I believe the count of numbers I’m looking for is the factorial of the base. So Base 10’s file would contain 3628800 numbers. The Base 12 file of numbers without duplicate digits would contain 12 factorial numbers or 479001600 different numbers, none of which contain a duplicated digit.

I’ll add this separately in case it wasn’t clear - note, what do I click to edit my posts. I didn’t see an icon for that? I see the pencil at the bottom of this post. I guess I’m used to a longer duration window for making changes.

When I say all unique numbers, I’m looking for a 10 digit number for BASE 10 - not a number like “238” And when I say unique, I mean none of the digits in the number are duplicated as per my initial post.

I did generate a file of all numbers fitting my criteria for BASE 10 in a very brute force way. So I’m looking for something to do the same thing for any base - say up to Base 15. in a more elegant - and by elegant I mean faster - fashion. Or, such a file might be out there on the internet. I’ve Googled for it a few times but either it doesn’t exist or I haven’t hit the right combination of key words for the search.

Norman suggested this on the other forum:


What’s the representation for beyond base 36 ?
0-9 and A-Z only go so far…

Use a-z for 10-36 and A-Z for 37-62. Add + and / and you’ve got base-64. I don’t think there’s a widely accepted set of symbols for beyond that.

My interest would only go up to BASE 15 - Hex.
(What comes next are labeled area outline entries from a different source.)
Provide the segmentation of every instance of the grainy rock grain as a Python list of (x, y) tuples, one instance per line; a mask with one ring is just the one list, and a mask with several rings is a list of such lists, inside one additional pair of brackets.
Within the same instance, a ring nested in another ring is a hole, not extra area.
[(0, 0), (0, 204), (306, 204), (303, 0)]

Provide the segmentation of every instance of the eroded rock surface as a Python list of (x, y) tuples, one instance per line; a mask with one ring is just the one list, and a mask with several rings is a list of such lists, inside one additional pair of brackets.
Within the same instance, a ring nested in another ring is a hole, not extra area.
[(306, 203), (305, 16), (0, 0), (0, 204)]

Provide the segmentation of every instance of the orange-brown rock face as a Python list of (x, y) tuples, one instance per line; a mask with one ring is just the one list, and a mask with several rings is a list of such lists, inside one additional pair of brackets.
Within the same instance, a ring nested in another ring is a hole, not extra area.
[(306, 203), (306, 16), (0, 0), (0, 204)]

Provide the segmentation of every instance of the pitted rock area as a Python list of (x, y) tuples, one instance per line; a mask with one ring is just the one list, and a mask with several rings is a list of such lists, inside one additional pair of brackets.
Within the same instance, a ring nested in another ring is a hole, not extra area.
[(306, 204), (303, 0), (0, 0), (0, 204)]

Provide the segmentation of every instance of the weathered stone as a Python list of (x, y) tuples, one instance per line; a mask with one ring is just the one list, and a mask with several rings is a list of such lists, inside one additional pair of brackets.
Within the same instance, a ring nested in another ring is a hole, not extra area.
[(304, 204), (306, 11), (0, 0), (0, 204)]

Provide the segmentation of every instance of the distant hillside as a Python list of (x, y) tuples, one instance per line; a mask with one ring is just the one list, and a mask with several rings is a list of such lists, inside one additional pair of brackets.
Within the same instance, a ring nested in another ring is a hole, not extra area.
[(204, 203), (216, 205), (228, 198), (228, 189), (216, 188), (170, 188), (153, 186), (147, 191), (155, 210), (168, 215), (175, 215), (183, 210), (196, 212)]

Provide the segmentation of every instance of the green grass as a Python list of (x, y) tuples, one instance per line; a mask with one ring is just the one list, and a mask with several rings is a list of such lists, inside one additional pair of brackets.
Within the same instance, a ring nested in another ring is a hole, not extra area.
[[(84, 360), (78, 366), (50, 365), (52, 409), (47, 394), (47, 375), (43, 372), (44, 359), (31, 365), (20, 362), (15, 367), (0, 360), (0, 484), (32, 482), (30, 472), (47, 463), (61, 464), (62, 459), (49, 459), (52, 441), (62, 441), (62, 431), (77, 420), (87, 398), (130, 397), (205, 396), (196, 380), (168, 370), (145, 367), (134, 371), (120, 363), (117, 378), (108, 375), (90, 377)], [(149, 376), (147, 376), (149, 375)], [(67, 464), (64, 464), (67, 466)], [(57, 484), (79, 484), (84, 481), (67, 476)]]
But for now, a BASE 12 solution would be fine. I’ll look at that Heaps Algorithm; thank you.

Does the Shuffle command generate all possibilities or does it do a random scramble and hand you only one?

Base 16 - Hex :smiley: 0-15

Yes - my mistake :hot_face:. I am really just focusing on BASE 12 now.

I wish the forum could be a little more generous with their edit interval window. But then again, we need to learn to check our code - even if it’s “comments”.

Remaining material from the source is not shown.